Maria Briones ’14

Maria Briones believes all people, no matter where they live, have a basic human right to proper sanitation and clean water. Her big idea—and her career goal—is to bring it to them.

She’s already begun. In 2011, she traveled to the highlands of Guatemala with URI Engineering Professor Vinka Craver and the student group, Engineers for a Sustainable World, to help build an onsite wastewater treatment facility for a village school in San Mateo Ixtatan. She was heartbroken by the difficult circumstances the residents faced due to a lack of clean water.

“That trip to Guatemala impacted me a lot personally, to see so many people who lack this basic human right.

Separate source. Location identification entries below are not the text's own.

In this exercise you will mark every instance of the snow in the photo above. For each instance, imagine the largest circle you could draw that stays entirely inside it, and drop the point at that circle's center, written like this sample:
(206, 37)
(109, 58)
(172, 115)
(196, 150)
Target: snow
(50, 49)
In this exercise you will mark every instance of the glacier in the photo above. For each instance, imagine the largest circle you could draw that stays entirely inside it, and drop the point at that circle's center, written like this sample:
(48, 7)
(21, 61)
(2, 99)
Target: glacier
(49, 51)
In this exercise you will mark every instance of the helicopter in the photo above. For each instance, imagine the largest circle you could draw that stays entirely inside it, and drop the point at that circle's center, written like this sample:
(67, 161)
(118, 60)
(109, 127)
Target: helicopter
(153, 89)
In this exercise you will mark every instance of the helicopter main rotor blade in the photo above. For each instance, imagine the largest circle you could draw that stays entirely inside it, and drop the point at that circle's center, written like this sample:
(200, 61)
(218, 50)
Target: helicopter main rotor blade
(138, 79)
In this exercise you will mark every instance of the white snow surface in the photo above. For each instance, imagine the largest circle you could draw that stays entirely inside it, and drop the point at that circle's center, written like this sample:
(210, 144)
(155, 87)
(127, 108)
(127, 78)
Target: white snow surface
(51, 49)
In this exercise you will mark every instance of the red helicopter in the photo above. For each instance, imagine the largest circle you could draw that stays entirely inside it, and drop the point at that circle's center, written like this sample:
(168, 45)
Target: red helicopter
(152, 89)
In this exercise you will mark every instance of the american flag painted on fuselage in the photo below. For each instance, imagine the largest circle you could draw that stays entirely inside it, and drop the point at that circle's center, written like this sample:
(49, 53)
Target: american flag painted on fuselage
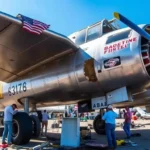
(33, 26)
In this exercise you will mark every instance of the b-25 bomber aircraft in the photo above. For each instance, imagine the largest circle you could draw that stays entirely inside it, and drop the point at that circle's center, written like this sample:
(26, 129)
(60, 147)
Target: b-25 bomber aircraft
(96, 66)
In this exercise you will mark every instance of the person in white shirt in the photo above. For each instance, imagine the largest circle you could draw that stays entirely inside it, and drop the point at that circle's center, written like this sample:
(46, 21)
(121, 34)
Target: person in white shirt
(8, 117)
(109, 118)
(44, 121)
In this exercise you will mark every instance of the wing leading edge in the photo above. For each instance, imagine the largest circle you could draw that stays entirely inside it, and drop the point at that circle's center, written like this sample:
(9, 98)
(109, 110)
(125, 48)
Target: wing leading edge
(21, 51)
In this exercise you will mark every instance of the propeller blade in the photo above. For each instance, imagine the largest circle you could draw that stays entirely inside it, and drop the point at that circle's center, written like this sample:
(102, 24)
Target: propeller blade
(132, 25)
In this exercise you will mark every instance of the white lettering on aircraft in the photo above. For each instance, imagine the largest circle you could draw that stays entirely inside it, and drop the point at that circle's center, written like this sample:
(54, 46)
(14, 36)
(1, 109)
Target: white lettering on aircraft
(118, 45)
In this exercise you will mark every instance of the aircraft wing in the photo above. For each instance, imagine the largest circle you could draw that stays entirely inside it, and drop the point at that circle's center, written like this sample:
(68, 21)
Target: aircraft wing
(21, 51)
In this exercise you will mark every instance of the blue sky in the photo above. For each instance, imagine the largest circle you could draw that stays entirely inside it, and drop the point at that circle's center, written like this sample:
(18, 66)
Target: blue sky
(68, 16)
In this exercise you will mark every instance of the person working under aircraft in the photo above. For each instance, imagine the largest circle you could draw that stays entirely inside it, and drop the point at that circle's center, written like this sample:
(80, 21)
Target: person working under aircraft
(8, 117)
(110, 125)
(44, 121)
(127, 122)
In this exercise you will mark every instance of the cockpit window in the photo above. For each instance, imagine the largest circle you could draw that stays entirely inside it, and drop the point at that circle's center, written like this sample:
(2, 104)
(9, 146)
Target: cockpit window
(118, 36)
(80, 39)
(93, 32)
(107, 28)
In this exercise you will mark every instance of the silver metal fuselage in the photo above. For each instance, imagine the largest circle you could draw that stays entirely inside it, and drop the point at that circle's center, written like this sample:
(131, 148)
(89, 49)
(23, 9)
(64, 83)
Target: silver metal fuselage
(63, 81)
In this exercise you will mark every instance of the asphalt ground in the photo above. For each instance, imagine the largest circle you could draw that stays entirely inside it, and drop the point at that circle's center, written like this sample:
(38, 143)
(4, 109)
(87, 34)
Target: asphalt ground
(142, 142)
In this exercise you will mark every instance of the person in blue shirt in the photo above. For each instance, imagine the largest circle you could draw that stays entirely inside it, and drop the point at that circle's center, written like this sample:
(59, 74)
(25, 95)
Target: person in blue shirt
(8, 118)
(110, 124)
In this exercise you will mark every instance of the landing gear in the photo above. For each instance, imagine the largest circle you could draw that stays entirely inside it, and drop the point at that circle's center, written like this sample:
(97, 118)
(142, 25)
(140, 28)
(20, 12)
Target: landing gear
(99, 124)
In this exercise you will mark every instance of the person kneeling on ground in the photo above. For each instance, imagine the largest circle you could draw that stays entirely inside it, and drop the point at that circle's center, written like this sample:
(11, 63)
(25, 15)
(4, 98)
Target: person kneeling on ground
(110, 125)
(8, 117)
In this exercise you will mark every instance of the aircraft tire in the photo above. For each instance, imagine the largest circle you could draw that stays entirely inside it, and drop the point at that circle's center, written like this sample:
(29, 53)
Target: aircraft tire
(36, 126)
(22, 128)
(99, 125)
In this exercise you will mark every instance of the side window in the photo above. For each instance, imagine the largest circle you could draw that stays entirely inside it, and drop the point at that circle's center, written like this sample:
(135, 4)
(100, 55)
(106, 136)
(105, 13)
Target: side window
(118, 36)
(93, 33)
(80, 39)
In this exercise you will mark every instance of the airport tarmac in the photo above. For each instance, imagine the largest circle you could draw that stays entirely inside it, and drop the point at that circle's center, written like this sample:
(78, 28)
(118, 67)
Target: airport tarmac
(143, 142)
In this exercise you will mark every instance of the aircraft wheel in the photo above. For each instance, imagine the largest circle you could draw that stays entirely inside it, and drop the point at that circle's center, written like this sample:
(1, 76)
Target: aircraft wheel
(99, 125)
(22, 128)
(36, 126)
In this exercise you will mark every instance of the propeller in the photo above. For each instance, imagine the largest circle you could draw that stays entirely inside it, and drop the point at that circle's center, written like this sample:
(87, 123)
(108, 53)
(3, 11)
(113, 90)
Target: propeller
(132, 25)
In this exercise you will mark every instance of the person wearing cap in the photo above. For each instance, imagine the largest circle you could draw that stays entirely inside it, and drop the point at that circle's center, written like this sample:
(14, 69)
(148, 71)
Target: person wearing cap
(127, 122)
(110, 124)
(8, 117)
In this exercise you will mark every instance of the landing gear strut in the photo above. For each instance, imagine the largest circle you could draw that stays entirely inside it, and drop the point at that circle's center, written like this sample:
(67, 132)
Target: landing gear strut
(99, 124)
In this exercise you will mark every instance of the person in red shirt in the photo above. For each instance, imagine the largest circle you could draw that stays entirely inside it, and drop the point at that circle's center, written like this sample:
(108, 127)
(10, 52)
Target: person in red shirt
(127, 122)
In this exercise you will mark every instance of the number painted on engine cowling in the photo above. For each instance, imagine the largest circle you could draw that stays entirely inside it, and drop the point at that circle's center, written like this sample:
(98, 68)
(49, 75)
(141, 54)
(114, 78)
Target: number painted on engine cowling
(17, 88)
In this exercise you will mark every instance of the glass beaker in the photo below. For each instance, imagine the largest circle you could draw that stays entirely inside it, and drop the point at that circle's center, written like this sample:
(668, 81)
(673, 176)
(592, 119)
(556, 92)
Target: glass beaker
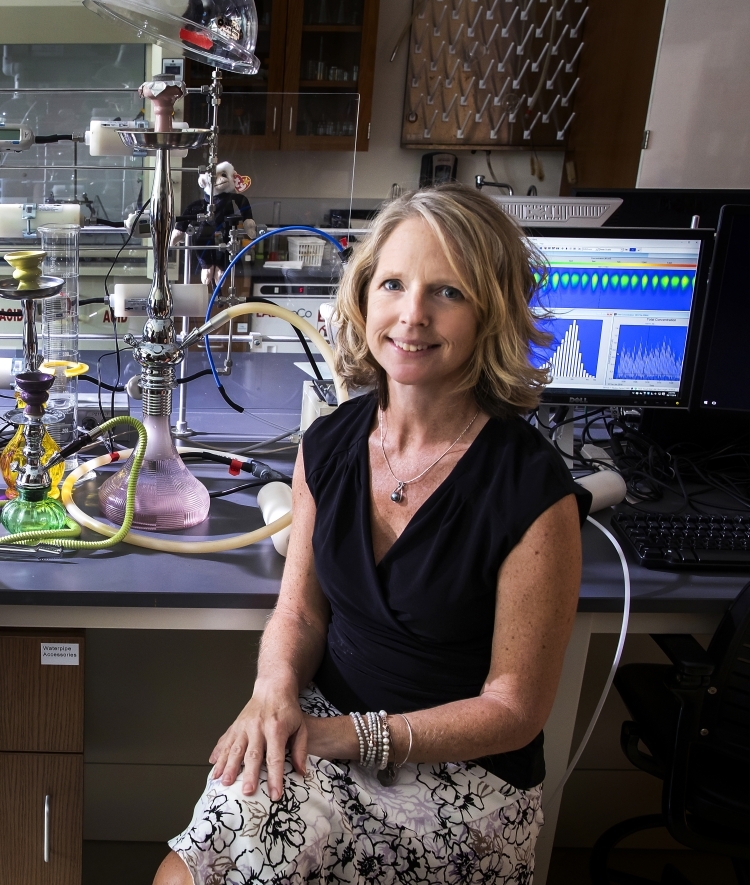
(60, 327)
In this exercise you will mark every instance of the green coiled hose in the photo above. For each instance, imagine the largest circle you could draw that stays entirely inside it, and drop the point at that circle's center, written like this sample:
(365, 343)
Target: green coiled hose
(66, 537)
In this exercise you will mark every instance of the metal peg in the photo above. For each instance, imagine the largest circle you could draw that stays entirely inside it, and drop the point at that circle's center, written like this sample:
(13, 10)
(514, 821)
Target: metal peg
(540, 29)
(462, 129)
(506, 30)
(561, 132)
(480, 114)
(556, 47)
(473, 25)
(571, 64)
(446, 113)
(567, 98)
(449, 78)
(545, 117)
(452, 47)
(465, 96)
(493, 132)
(535, 66)
(522, 46)
(428, 130)
(527, 132)
(577, 28)
(501, 63)
(517, 81)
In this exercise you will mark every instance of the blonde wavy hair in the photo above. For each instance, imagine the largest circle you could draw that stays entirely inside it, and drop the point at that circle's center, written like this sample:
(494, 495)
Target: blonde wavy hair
(495, 265)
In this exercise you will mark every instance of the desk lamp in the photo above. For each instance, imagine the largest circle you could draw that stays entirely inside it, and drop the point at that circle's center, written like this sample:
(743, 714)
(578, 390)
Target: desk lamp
(221, 33)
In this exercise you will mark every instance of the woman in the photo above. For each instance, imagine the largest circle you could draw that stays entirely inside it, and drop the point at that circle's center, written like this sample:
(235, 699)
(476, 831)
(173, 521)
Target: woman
(429, 590)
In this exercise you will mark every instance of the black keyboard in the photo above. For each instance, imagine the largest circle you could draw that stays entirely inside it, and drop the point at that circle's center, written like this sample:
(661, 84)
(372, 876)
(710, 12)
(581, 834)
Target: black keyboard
(686, 542)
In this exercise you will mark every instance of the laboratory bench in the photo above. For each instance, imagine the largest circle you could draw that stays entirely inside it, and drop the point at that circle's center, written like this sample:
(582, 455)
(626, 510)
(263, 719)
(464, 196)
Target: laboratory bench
(134, 589)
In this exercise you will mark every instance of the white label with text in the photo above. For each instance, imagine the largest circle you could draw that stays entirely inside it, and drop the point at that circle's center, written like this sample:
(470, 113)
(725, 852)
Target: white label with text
(60, 653)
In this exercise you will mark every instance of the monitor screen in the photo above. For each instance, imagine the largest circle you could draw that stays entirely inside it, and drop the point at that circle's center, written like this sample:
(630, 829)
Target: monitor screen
(623, 307)
(723, 369)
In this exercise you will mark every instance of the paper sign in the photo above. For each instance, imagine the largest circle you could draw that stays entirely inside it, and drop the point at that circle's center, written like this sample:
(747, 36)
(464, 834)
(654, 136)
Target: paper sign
(65, 653)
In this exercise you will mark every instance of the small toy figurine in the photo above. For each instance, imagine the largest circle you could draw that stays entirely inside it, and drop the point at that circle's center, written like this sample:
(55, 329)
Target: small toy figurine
(231, 207)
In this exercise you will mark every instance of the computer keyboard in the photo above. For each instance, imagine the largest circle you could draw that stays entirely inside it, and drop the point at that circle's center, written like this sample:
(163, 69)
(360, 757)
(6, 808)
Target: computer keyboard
(686, 541)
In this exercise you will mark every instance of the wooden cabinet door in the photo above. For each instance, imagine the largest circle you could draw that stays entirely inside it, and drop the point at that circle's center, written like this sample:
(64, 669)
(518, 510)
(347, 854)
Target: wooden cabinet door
(41, 705)
(38, 847)
(327, 41)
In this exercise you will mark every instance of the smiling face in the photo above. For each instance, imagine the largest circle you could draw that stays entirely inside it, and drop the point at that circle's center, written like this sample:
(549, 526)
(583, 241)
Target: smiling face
(420, 327)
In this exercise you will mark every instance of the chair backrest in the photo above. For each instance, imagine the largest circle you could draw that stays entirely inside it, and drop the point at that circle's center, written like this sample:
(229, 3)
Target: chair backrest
(726, 712)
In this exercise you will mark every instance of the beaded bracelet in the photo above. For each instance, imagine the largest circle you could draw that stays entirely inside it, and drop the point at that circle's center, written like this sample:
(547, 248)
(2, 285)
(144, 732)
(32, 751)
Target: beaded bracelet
(374, 739)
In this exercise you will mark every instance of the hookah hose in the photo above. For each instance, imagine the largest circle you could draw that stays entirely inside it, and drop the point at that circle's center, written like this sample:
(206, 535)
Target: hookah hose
(217, 290)
(68, 537)
(234, 542)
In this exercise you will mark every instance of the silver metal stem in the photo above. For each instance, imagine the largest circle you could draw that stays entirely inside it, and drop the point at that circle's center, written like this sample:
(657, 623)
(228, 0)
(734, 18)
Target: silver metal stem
(181, 427)
(30, 343)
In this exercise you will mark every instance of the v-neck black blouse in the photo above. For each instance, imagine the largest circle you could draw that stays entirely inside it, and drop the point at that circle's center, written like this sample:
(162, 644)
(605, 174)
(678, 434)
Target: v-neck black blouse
(415, 630)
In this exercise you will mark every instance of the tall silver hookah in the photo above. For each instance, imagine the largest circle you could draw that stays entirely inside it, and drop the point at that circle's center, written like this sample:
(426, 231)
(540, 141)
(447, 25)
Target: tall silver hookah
(168, 496)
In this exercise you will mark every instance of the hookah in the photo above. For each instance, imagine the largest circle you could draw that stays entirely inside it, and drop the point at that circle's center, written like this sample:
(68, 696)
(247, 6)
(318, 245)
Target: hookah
(168, 495)
(23, 458)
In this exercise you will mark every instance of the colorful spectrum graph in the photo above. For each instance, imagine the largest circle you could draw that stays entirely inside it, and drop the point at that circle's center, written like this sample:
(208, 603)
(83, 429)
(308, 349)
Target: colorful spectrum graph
(574, 352)
(650, 353)
(622, 289)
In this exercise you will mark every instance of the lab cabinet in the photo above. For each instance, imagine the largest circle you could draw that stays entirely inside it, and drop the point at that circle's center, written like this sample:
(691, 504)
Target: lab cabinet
(314, 87)
(41, 756)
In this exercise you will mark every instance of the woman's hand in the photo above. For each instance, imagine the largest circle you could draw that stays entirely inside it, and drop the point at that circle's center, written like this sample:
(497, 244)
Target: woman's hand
(263, 730)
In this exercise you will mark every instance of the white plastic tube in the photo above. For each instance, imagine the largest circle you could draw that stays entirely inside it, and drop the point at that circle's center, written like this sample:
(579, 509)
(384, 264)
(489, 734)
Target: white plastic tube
(275, 502)
(220, 544)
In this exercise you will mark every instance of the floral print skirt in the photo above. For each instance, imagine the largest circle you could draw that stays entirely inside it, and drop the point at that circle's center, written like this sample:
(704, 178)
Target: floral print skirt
(450, 823)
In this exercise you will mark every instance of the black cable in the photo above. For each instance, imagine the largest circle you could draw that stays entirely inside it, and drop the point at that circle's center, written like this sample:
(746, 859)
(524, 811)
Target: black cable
(114, 318)
(103, 384)
(302, 341)
(222, 493)
(189, 378)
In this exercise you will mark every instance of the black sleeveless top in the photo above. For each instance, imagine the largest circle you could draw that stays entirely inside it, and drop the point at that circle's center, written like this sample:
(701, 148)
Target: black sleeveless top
(416, 630)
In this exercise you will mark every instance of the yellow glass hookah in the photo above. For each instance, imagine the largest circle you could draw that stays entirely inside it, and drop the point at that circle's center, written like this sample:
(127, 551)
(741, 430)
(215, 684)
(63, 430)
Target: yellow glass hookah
(23, 460)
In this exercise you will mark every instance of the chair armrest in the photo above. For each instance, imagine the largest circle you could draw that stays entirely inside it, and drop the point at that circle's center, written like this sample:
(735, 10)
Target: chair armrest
(685, 652)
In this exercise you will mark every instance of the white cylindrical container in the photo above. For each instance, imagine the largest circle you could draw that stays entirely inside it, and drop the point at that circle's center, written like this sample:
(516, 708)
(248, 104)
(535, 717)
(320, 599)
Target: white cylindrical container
(275, 501)
(60, 327)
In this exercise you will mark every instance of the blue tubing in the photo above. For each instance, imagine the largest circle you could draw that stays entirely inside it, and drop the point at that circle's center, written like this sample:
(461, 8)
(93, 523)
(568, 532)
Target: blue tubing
(270, 233)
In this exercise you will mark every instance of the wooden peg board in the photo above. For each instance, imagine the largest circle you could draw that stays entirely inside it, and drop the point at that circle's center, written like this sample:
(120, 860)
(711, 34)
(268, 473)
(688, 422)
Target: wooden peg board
(492, 73)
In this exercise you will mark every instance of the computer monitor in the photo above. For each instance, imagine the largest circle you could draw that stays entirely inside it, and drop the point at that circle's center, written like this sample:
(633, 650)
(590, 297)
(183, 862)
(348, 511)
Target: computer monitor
(722, 368)
(624, 308)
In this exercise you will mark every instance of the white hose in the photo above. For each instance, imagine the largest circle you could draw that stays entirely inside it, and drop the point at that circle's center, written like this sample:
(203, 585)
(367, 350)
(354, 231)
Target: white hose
(615, 662)
(139, 539)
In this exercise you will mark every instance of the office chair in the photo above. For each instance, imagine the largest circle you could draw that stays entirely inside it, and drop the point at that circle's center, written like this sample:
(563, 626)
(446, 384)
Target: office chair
(693, 716)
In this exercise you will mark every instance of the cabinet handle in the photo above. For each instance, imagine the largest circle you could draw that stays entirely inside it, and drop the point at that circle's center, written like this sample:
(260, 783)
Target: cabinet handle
(46, 828)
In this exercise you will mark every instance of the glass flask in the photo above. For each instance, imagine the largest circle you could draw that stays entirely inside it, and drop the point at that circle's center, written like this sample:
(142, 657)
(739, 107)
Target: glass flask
(33, 511)
(220, 33)
(168, 496)
(60, 329)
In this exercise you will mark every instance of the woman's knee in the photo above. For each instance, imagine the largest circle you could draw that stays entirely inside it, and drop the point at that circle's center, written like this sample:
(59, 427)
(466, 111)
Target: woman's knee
(173, 871)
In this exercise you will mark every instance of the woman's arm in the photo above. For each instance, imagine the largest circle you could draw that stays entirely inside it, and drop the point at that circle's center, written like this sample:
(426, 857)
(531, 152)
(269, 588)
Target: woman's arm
(291, 650)
(537, 595)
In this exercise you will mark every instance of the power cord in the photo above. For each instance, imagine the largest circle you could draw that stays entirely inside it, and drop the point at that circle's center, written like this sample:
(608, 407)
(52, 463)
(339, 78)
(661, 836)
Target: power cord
(615, 661)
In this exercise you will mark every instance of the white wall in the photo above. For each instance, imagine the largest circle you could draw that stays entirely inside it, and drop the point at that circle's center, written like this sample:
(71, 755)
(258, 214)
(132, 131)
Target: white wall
(699, 114)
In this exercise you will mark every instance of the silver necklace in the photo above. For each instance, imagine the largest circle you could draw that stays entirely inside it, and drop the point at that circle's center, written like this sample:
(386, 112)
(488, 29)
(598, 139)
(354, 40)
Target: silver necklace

I understand the technical side of the issue and the health-related aspect, and I know I can help these people on a personal level,” said Maria, whose extended South American family views flushing toilets and running water as luxuries.

As an international engineering student, Maria spent a year in Spain, first studying at the University of Cantabria and then interning at a nearby research institute, where she developed computer simulations of aeration tanks at wastewater treatment facilities to optimize their operation.

“It was really interesting and very, very difficult,” she admitted. “It’s all about fluid mechanics, which I didn’t know a lot about. And learning the technical aspect of it in a different language was really difficult. My mind was working in overdrive to understand it all.”

Back at URI, Maria conducted research to measure greenhouse gases emitted from wastewater treatment plants, served as an ambassador to foreign exchange students and as president the University’s chapter of Theta Tau, a professional engineering fraternity.

What’s next? Graduate school. The Peace Corps.  “Maybe I’ll work for a government agency like the Environmental Protection Agency or a global institution like the U.S. Agency for International Development,” she says. “Or maybe I’ll establish my own organization that has to do with developing water technologies to help people get access to drinking water. That’s my dream.”